KEY POINTS:
I've just come from a protest at the front of Parliament against human rights abuses in China. One of the guest speakers was the former diplomat Chen Yonglin who defected when he was first secretary, political affairs, in Australia, which is a reasonably significant defection.
When he talks about the spy network the Chinese Government operates overseas, you know he is speaking with inside knowledge.
The Government put up first-term backbencher Maryan Street to counter the accusations that New Zealand has "timid and subservient approach," as Peter Dunne put it, to the emerging economic giant.
Street was a natural choice. She has credibility and a strong track record on support of human rights issues and, dare I say it, not senior enough to offend the Chinese.
National didn't put up anyone to speak.
Labour, like most western Governments has, an ambivalent attitude to China as it embraces capitalism - without democracy.
It was expected by the West that China's increasing move to free market economics would lead to democracy.
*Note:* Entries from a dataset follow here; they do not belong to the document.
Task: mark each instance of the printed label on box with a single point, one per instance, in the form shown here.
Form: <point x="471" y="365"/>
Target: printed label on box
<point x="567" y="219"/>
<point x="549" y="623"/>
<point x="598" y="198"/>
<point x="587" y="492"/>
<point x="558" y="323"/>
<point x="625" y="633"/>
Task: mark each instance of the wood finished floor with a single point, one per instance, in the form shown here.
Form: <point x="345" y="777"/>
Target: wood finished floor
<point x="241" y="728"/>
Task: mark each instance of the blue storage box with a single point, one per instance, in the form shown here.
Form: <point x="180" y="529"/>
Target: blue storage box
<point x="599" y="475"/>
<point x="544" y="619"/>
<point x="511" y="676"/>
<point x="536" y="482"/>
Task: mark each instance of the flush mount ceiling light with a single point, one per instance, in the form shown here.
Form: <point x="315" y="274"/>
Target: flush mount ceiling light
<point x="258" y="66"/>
The West's dilemma is explored in an excellent book I picked up in Washington in March, The China Fantasy: How our Leaders Explain Away Chinese Repression, by journalist James Mann.
It was recommended by Richard V, Allen, sometime resident of the Gibbston Valley. Before ending up as Ronald Regan's national security adviser, he started life a lower level official in the Nixon Administration at the time Washington opened up to Beijing.
Press Gallery associate member Nick Wang spoke at the rally as well. He is the editor of the Capital Chinese Times, a Chinese language newspaper in Wellington. Few had heard of him until he was prevented this year from being allowed into a photo opportunity in the Beehive earlier this year between Michael Cullen and Chinese vice-premier Zeng Peiyan, on the say-so of the Chinese.
Since then, Wang's activism has been very apparent and is creating some discussion in the Press Gallery about where boundaries lie.
Today's rally was advertised on a poster, featuring Nick and friends with gags over their mouths, which he posted throughout Wellington.
It is one thing to be an advocacy journalist, and there have been plenty of those in the gallery, it is another to use membership of the Press Gallery as a political platform.